Iacopo es un nombre de antigua y noble ascendencia, que tiene su origen en el hebreo Ya'aqov, llegado a Italia a través de la mediación latina. Su significado profundo, «el que suplantó» o «el que tomó del talón», remite directamente a la figura bíblica de Jacob, el patriarca que luchó con el ángel y se convirtió en Israel. Esta raíz antigua confiere al nombre una solidez histórica y una carga simbólica de resistencia y transformación.
En Italia, la forma Iacopo se ha distinguido por su dignidad clásica, a menudo entrelazada con la veneración a San Jacobo el Mayor. La figura de Iacopo della Quercia, maestro escultor del Renacimiento sienés, encarna el espíritu creativo y monumental ligado a este onomástico. Unir la espiritualidad apostólica con la maestría artística, Iacopo representa un puente entre lo sagrado y lo profano, entre la fe antigua y la expresión humana.
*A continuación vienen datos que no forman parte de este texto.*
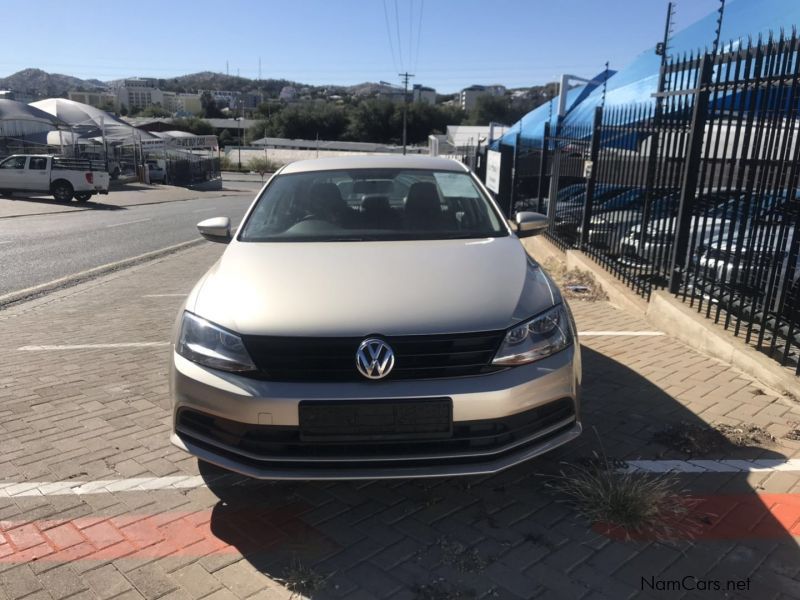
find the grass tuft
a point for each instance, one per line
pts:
(302, 581)
(640, 505)
(574, 284)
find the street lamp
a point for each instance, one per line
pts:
(405, 103)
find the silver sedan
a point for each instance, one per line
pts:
(374, 317)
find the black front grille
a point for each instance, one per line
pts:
(285, 443)
(334, 359)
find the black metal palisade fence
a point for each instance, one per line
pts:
(695, 190)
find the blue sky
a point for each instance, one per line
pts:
(512, 42)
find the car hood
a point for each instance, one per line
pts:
(361, 288)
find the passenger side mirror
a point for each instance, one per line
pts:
(217, 229)
(528, 223)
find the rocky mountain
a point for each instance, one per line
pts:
(39, 83)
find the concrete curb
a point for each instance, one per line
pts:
(618, 295)
(43, 289)
(677, 320)
(685, 324)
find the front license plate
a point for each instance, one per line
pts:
(376, 419)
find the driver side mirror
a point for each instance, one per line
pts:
(527, 224)
(217, 229)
Quien lleva este nombre encarna el arquetipo del artífice silencioso. No es un hombre de grandes discursos, sino de acciones concretas y duraderas. Su rasgo dominante es la resiliencia: sabe adaptarse a las adversidades con una calma aparente, transformando los obstáculos en material para su propio crecimiento. Idealista pero arraigado, busca la belleza en la precisión y en el orden. Tiene una naturaleza reflexiva, capaz de profunda concentración, lo que lo hace fiable y estable en el tiempo, un punto de referencia seguro para quienes lo rodean.
Retrato lúdico, para tomar con una sonrisa.
En el amor, Iacopo es un amante leal y apasionado, pero no invasivo. Aprecia la profundidad de la conexión emocional por encima de los juegos superficiales. Sabe seducir con la gentileza y la atención a los detalles, creando una intimidad que se construye día a día. Busca una pareja que sepa estimularlo intelectualmente y compartir sus valores. Lo que puede alejarlo es la prisa o la superficialidad; necesita tiempo para confiar por completo. Una vez comprometido, ofrece una dedicación absoluta y una sensualidad discreta pero intensa, basada en la complicidad y el respeto mutuo.
Deriva del hebreo Ya'aqov a través del latín y el italiano.
El escultor renacentista Iacopo della Quercia.
«El que suplantó» o «el que tomó del talón».
Sí, es la forma italiana asociada al apóstol Santiago.